Curation tools put content selection and organization in the hands of users, not just librarians. This year’s American Library Association conference introduced more formats, resources, and open access platforms. It’s clear that curating is a critical information skill for students. Curating digital content at the middle -school level could look like this: 

In a science inquiry project on the Earth’s atmosphere, students curate meteorology collections about severe storms. They collect and add to their web-based collection diagrams and maps of the development of storms, links to weather data sources, images and videos, and articles explaining storms at their reading levels and appropriate for their areas of interest. 

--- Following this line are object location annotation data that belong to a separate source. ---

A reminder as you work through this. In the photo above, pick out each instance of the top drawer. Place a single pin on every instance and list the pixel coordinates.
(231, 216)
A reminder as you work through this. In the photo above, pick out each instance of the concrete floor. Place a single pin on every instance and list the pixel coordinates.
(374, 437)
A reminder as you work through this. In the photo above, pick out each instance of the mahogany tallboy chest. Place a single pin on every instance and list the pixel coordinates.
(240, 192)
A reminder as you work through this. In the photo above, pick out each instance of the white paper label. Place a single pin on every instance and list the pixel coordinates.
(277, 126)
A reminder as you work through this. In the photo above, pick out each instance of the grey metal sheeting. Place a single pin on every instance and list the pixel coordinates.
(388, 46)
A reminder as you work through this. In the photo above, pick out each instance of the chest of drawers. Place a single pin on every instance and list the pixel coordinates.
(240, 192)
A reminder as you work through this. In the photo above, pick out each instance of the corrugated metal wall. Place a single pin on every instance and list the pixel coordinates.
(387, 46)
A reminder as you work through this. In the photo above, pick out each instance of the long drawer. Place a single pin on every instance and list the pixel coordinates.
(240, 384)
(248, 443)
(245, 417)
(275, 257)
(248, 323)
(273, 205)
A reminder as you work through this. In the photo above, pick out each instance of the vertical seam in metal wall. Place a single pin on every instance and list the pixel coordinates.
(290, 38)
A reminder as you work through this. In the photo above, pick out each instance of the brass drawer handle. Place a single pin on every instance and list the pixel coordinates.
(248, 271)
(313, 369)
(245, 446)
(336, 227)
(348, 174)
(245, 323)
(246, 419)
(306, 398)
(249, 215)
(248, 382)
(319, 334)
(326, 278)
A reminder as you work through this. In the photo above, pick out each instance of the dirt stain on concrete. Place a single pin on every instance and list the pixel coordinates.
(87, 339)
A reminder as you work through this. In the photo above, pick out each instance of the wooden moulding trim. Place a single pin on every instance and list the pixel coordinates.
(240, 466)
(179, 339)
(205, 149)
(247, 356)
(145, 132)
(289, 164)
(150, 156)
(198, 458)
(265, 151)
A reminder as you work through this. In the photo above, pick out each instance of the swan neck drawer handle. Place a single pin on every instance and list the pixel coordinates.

When students use digital tools to curate content as part of an inquiry process, the multimedia materials are easy and engaging to collect, view, and share. Depending on the tools, fellow students can comment, up-vote, or add new information. By integrating science learning and inquiry (or library) learning, students create accessible and dynamic references to build understanding and generate new questions. 
 
Teaching students how to find and implement curation tools requires more than the how-to of simply bookmarking content but curating for productive outcomes also affords students the opportunity to reinforce information evaluation skills and learn self-assessment strategies. 
 
Curation tools, like ALA Best Websites honorees Gibbon and Blendspace, and some of my favorites, Learni.st and List.ly, are digital spaces for collecting articles, text, images, videos, websites, and other media. These tools make managing resources easier and more personally useful with formatting options (visual versus text), social media connections (for ranking and commenting), and options to search for and add content (RSS feeds, search tools). Curated collections are uniquely created, with intention and purpose. Increasingly, more than one tool is needed to curate a collection effectively. This is giving rise to an emerging trend: “app smashing.” 
 
App smashing, a phrase attributed to educator Greg Kulowiec, is “the process of using multiple apps in conjunction with one another to complete a final task or project.” I hadn’t heard the term before the conference, but it was immediately recognizable to me as a way to mix and maximize app utility to fit particular needs. App smashing in K-12 libraries and classrooms becomes an exercise in creative thinking, requiring students to articulate needs and experiment with problems and solutions. An example is using one tool to create an image, another to record audio, and a third tool to combine these media products to build and share a digital story. App smashing embraces—and depends upon— placing choice and accountability in the hands of learners.  Guiding students in this process of selecting tools and managing workflow becomes a new way to differentiate instruction. 
 
This approach to differentiation, especially when creating content, acknowledges diverse learning needs and takes advantage of varied interfaces and functionalities of digital tools. For informational apps and websites, differentiation is reflected in the individual learning paths, reading levels, and instructional supports offered in-site or in-app. Even when working within the same curricular content, differentiated resources and processes give students space and rationale to make choices, build confidence, and practice multiple literacies. When school librarians collaborate with teachers to plan instruction, they may suggest that students have the opportunity to select from a range of digital tools to meet their varied processes, preferences, and skills. 
 
School librarians are enthusiastic and knowledgeable guides in helping teachers and students evaluate, select, and use digital tools. An important takeaway in considering these three themes—curation, app smashing, and differentiation in digital tools—is to be evaluative in thinking and practice, and encourage students to assume this stance as well. Often, discovering that a tool doesn’t fit a need can also be a productive outcome. Student content learning as integrated with inquiry and technology dispositions and skills is a multi-layered process that benefits from the collaboration of teachers, students, and school librarians.


About the Author:

Rebecca J. Morris is an assistant professor in the Department of Library and Information Studies at the School of Education at the University of North Carolina at Greensboro. She has a professional background as an elementary classroom teacher and school librarian. She is the author of School Libraries and Student Learning: A Guide for School Leaders (Harvard Education Press, 2015).